Three, Ottawa’s fiscally expansionary Federal budget (deficit spending is not a dirty word for the Liberals and M Trudeau) and an uptick in domestic growth data relative to consensus justified the epic move in the Canadian dollar. Yet these macro factors are fully priced in the Canadian dollar at 1.29 – 1.30. The Bank of Canada now fears loonie appreciation from current levels as it will hit manufactured exports. In any case, the Bank of Canada has warned that the condo building binge in Vancouver and Toronto is a speculative bubble, that Canadian housing is overvalued by 30% and consumer debt a time bomb. The Canadian government estimates Trudeau’s rise in Federal spending will boost growth 0.5% in fiscal 2017 and fiscal 2018.
Yet wage growth is still mediocre and the economic malaise in Alberta, Manitoba Saskatchewan and the mining enclaves of British Colombia has now begun. The fall in the Canadian dollar will give a boost to manufacturing, as will US auto component/timber demand. Still, epic household debt is a sword of Damocles on Canadian consumer confidence and spending. This means the Bank of Canada will fear additional loonie strength.
Four, Canada’s core inflation rate is now 2%, thanks to the pass through impact of the free fall in the Canadian dollar since 2014. This will not lead to any central bank rate hike in 2016 as the Bank of Canada is far too worried about the contraction in Alberta/mining states. However, as the Bank of Canada pauses while the FOMC raises interest rates this summer, US/Canada interest rate spreads argue the loonie depreciates to 1.36. No free fall but no more rocket bull run either.
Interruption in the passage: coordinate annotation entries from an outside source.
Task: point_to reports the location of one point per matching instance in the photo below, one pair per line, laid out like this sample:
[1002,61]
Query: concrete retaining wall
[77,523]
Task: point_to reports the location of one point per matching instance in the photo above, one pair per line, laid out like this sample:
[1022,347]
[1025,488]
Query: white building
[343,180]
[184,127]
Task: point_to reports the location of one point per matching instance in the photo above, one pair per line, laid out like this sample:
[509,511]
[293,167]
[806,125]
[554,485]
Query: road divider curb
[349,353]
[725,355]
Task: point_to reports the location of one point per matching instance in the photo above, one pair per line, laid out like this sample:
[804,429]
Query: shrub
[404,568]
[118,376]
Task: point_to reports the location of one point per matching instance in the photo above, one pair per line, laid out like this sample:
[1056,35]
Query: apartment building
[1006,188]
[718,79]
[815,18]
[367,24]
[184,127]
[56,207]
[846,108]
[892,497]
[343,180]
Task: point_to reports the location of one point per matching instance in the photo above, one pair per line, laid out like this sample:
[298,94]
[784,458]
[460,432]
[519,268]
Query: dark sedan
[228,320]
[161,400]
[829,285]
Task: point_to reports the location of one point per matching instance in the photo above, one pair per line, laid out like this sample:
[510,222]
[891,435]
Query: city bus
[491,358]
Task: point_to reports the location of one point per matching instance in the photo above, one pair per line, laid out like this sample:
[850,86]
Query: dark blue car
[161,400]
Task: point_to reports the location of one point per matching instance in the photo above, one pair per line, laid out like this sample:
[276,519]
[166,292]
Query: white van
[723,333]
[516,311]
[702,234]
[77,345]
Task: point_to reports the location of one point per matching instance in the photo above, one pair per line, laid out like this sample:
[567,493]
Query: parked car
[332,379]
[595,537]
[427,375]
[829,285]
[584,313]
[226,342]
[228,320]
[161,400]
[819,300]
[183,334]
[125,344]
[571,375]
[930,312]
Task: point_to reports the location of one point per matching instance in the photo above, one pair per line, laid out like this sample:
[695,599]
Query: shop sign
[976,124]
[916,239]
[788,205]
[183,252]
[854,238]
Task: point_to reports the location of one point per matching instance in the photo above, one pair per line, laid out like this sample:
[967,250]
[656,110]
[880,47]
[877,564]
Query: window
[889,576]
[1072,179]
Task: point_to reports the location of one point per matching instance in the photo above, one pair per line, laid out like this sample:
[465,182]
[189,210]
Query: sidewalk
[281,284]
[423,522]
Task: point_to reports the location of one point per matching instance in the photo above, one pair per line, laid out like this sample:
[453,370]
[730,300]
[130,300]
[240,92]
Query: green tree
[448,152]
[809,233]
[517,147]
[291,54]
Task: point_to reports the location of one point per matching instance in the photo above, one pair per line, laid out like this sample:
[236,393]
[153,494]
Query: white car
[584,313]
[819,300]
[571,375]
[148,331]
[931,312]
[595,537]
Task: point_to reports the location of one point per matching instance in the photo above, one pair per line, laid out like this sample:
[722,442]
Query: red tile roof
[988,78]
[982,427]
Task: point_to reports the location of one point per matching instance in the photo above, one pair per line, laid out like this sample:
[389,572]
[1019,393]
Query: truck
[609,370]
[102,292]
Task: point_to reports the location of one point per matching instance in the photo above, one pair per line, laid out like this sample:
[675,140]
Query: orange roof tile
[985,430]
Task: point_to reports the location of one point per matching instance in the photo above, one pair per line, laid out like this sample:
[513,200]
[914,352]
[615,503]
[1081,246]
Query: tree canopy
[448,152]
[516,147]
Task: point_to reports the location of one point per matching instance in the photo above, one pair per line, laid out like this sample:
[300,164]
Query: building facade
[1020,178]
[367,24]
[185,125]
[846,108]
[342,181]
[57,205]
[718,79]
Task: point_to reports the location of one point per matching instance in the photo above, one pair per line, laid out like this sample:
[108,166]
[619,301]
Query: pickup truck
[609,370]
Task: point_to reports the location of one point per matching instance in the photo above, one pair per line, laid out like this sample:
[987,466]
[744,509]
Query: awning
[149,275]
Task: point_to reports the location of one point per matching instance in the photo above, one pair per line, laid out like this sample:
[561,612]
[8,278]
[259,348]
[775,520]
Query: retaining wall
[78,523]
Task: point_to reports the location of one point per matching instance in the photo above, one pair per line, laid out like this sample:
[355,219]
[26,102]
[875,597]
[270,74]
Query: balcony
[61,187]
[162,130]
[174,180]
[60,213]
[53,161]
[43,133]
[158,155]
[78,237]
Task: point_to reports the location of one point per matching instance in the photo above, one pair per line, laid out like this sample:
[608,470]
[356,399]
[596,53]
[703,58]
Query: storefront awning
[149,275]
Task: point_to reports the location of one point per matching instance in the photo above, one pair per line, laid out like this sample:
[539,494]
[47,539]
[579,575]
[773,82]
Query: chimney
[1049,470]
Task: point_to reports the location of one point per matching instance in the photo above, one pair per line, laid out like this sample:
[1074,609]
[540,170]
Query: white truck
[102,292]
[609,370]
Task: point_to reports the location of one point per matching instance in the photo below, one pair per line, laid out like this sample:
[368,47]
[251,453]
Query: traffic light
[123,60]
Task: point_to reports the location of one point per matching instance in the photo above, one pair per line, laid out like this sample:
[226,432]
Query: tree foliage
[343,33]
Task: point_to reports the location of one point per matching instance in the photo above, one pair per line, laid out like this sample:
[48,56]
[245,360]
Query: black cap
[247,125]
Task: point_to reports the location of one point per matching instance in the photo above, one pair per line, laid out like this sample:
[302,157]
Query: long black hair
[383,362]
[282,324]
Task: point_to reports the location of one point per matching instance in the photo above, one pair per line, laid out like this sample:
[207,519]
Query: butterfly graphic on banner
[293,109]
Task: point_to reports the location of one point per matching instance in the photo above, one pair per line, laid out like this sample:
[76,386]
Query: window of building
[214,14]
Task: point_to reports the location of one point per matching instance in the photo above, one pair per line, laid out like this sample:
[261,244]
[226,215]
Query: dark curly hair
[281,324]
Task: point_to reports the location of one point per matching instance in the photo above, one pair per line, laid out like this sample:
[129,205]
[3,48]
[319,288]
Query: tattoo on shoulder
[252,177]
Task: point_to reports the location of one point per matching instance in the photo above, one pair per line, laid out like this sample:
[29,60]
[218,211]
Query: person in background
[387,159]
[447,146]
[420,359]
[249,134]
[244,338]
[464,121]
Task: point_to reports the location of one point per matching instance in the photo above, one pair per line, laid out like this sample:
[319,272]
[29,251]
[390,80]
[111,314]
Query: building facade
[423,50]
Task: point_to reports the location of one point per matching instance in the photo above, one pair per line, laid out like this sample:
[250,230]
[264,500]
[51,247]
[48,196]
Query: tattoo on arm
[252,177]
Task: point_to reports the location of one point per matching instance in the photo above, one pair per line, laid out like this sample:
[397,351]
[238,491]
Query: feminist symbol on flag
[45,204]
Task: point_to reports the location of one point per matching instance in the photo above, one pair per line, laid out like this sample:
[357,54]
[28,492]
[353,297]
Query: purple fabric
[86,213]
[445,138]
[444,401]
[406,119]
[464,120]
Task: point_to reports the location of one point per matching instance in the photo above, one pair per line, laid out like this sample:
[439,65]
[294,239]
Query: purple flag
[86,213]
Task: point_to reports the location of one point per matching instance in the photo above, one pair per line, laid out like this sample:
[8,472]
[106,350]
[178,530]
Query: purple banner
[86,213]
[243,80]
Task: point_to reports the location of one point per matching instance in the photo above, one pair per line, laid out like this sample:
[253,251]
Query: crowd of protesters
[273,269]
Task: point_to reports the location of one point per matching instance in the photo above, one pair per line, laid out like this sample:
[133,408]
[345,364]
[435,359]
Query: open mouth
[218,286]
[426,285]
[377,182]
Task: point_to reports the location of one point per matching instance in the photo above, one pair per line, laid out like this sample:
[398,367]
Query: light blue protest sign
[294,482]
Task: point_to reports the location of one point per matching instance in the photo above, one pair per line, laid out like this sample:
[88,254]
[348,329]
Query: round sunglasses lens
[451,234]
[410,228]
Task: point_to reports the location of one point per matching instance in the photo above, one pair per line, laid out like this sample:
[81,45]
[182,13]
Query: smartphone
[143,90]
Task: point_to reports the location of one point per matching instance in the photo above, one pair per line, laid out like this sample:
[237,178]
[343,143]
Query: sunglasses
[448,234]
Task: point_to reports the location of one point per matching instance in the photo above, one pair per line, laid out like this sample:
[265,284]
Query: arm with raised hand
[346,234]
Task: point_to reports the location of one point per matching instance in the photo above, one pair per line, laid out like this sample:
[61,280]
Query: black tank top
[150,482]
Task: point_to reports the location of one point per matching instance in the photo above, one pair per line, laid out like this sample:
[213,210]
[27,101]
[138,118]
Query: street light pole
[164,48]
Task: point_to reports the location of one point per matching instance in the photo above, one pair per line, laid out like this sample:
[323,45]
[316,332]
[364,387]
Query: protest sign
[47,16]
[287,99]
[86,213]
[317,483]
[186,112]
Five, despite Dr. Yellen’s dovish warnings, February and March payrolls saw the creation of 457,000 new American jobs, a symbol of accelerating growth momentum in the US economy. The Euro’s current rally is unsustainable given dismal EU growth rates, banking woes, geopolitical risks (migrants, Greece, Ukraine, terrorism), deflation and Brexit risk. While Mario Draghi ruled out more deposit rate cuts, 80 billion Euros in bond purchases and credit easing in the corporate bond markets is hardly a steroid shot for Euro bulls. Brexit could be a political and economic disaster for the EU and will trigger hot money outflows from the Old World this summer, as will the grim reality of negative interest rates. I believe the Euro is once again a short at 1.15. Hence my strategy call to take profits to my fellow loonie bulls.
My strategy call to accumulate the Russian rouble at 78 was, in retrospect, a winner. At 67, the Russian rouble now trades at a four month high against the US dollar, thanks to the oil price spike and King Dollar’s pause once the Yellen Fed dissed its own phony dotplot! Yet I can see the rouble depreciate to 72 this summer if Saudi Arabia refuses to cut output at Doha on April 17th and global risk assets are spooked by either Brexit or the Republican convention circus.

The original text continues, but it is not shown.